The Learning With Disagreements (LeWiDi) 2025 shared task aims to model annotator disagreement through soft label distribution prediction and perspectivist evaluation, which focuses on modeling individual annotators. We adapt DisCo (Distribution from Context), a neural architecture that jointly models item-level and annotator-level label distributions, and present detailed analysis and improvements. In this paper, we extend DisCo by introducing annotator metadata embeddings, enhancing input representations, and multi-objective training losses to capture disagreement patterns better. Through extensive experiments, we demonstrate substantial improvements in both soft and perspectivist evaluation metrics across three datasets. We also conduct in-depth calibration and error analyses that reveal when and why disagreement-aware modeling improves. Our findings show that disagreement can be better captured by conditioning on annotator demographics and by optimizing directly for distributional metrics, yielding consistent improvements across datasets.

Figures (12)

• Figure 1: Data representation for DisCo: each item $\mathbf{x}_m$ is paired with per‐annotator responses $\mathbf{y}_{\cdot,m}$ and their empirical distribution $\#\mathbf{y}_{\cdot,m}$, and each annotator $n$ has a response vector $\mathbf{y}_{n,\cdot}$ with distribution $\#\mathbf{y}_{n,\cdot}$.
• Figure 2: Block diagram of the DisCo encoder and decoder.
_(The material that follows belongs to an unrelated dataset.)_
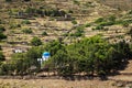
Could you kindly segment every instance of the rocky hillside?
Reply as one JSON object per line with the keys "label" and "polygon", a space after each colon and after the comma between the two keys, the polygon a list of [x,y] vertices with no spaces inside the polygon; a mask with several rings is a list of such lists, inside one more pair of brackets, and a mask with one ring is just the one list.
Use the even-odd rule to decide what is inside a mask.
{"label": "rocky hillside", "polygon": [[0,25],[8,36],[1,46],[7,59],[15,51],[26,52],[34,36],[43,43],[62,38],[67,44],[96,34],[112,42],[121,37],[130,40],[127,32],[131,29],[131,11],[107,6],[114,6],[114,1],[0,0]]}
The encoder maps item and annotator inputs into a joint latent code $\mathbf{z}_E$, and the decoder produces three parallel distributions via softmax heads.
• Figure 3: Metadata Embedding Pipeline for DisCo_New: After converting raw metadata into Natural language, it is passed through a transformer to generate embeddings and eventually generate $a_n$
• Figure 4: Soft-label confusion matrix for MP dev set (DisCo_New). Improved recall for the Ironic class is shown compared to DisCo_OG.
• Figure 5: Prediction error vs. modal label probability for the MP dev set. Fewer high-error outliers at high confidence are seen for DisCo_New.